# Those annoying school/work filters...



## Ian (Jul 25, 2006)

Okay, as I am sure a lot of other people are, I get kinda fedup with school filters. They filter the majority of content that is not mathematical related, which can be an absolute bummer. Many of you may have seen various proxy websites, altho a lot of them use META tags with the word "proxy" or "proxify" in them, so they are search engine friendly. Although, becuase of this, the school filter systems often browse meta tags, thus filtering these sites as well.

So, I decided to make my own proxy website using NO words related to proxy in the content that will be read by the school filter.

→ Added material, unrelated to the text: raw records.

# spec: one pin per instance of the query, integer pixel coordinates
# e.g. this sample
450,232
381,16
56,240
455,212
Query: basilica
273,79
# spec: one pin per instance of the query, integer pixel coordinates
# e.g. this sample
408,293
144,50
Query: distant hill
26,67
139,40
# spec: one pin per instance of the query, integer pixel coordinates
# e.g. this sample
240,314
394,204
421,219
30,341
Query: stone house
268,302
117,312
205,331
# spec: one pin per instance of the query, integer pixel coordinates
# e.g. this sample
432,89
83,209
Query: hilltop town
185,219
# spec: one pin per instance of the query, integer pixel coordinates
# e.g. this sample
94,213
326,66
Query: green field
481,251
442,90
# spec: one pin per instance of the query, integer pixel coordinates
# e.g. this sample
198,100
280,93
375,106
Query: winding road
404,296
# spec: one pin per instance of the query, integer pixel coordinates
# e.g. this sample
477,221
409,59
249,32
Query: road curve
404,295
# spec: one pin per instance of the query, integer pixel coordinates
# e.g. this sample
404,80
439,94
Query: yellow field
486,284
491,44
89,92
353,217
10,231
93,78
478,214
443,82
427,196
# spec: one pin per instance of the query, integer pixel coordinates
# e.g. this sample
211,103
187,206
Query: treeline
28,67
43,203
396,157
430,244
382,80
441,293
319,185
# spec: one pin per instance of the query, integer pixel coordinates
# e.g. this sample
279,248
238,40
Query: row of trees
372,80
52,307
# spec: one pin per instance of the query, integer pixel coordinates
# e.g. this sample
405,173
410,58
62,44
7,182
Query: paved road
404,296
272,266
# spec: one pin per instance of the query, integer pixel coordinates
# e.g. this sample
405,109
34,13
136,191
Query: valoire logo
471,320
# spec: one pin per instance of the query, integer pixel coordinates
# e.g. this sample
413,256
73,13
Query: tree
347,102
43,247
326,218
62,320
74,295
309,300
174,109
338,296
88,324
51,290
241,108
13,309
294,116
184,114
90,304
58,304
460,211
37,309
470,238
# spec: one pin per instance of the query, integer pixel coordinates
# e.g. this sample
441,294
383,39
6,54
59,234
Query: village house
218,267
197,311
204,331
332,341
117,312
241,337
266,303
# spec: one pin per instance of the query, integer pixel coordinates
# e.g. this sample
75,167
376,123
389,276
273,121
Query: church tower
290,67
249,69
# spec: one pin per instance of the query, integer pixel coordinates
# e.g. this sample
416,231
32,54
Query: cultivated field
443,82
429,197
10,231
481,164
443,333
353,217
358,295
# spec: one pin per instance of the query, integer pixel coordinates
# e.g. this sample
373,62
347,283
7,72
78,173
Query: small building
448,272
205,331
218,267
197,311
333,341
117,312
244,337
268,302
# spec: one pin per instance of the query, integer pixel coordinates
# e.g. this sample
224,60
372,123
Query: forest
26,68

If anyone else wnats to use it to access sites such as bebo, myspace, ebay, or, anything that takes you fancy...even mantidforum! Then here is the URL:

www.insectstore.com/search

The URL has already spread round my school! So feel free to use it yourselves and disperse it

Thought it might be of some use to some of you.


----------



## worldofmantis (Jul 25, 2006)

lol! nice job ian lol


----------



## Johnald Chaffinch (Jul 25, 2006)

how old are you again ian, yur still at school?  yur gonna be a millionaire with yur business head :lol:


----------



## Ian (Jul 26, 2006)

Ha, one can only wish ^_^ I'm 15.


----------



## jandl2204 (Jul 26, 2006)

LOL it was only a matter of time until you got that up.


----------



## ellroy (Jul 29, 2006)

They are gonna luv you in the slammer Ian....in fact I reckon they'll be lining up to 'luv' you!

Alan


----------



## Ian (Jul 29, 2006)

Pfff, maybe I made this site LONG ago then..


----------